The best set of clusters for the query based on the scores across multiple worker responses. These are not raters that use Google's Quality Rater Guidelines to rate search results. I've never seen those human evaluators pass tasks like rating clusters of search results. Refinement of search result clustering In addition to rating clusters of search results. The patent also tells us that these crowdsourcing workers can suggest changes. During a crowdsourced evaluation, staff may suggest changes based on a series of refined tasks.
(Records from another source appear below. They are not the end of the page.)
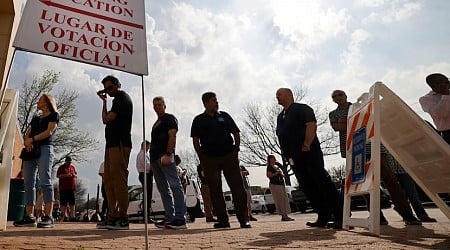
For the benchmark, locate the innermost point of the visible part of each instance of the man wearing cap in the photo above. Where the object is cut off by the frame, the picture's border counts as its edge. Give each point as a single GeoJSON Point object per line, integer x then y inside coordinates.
{"type": "Point", "coordinates": [67, 175]}
{"type": "Point", "coordinates": [437, 103]}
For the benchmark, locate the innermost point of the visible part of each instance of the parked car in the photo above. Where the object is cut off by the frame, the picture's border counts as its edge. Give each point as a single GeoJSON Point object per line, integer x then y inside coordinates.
{"type": "Point", "coordinates": [258, 204]}
{"type": "Point", "coordinates": [194, 202]}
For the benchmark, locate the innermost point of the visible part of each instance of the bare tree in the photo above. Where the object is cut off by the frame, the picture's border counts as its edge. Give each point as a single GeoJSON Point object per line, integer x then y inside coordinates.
{"type": "Point", "coordinates": [69, 140]}
{"type": "Point", "coordinates": [259, 139]}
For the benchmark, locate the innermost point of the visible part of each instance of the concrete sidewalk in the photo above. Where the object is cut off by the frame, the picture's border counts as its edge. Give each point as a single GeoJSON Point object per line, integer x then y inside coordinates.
{"type": "Point", "coordinates": [267, 233]}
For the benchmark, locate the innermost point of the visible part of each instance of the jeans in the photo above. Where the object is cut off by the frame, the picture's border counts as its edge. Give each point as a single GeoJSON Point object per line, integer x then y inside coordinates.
{"type": "Point", "coordinates": [149, 190]}
{"type": "Point", "coordinates": [167, 181]}
{"type": "Point", "coordinates": [42, 166]}
{"type": "Point", "coordinates": [409, 186]}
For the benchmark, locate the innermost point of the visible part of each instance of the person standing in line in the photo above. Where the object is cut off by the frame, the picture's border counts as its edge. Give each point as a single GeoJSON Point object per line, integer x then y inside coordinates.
{"type": "Point", "coordinates": [104, 213]}
{"type": "Point", "coordinates": [338, 120]}
{"type": "Point", "coordinates": [216, 140]}
{"type": "Point", "coordinates": [296, 131]}
{"type": "Point", "coordinates": [245, 173]}
{"type": "Point", "coordinates": [117, 152]}
{"type": "Point", "coordinates": [437, 103]}
{"type": "Point", "coordinates": [67, 175]}
{"type": "Point", "coordinates": [40, 134]}
{"type": "Point", "coordinates": [162, 155]}
{"type": "Point", "coordinates": [204, 189]}
{"type": "Point", "coordinates": [142, 156]}
{"type": "Point", "coordinates": [277, 188]}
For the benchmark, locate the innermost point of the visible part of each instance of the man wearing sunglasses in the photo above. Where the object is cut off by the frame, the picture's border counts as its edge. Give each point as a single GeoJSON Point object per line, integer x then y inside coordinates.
{"type": "Point", "coordinates": [117, 152]}
{"type": "Point", "coordinates": [437, 103]}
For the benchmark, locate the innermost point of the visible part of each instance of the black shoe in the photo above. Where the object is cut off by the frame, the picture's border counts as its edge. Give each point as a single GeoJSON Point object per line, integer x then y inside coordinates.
{"type": "Point", "coordinates": [26, 221]}
{"type": "Point", "coordinates": [411, 220]}
{"type": "Point", "coordinates": [246, 225]}
{"type": "Point", "coordinates": [46, 222]}
{"type": "Point", "coordinates": [211, 220]}
{"type": "Point", "coordinates": [317, 223]}
{"type": "Point", "coordinates": [221, 224]}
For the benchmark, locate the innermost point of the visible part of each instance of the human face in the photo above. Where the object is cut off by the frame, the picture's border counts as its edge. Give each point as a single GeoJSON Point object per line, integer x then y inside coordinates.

Refinement tasks can include: Merge two clusters that are too similar Delete clusters that don't seem to match other clusters Remove entity/topic from cluster Remove a specific search term from a cluster Move entities or search terms from one cluster to another We were also told: If the proposed refinement meets a consensus threshold for the task, the system may automatically perform the refinement by changing the cluster definition and/or may report the refinement to an expert. Cluster set test Each cluster set can represent a different clustering algorithm.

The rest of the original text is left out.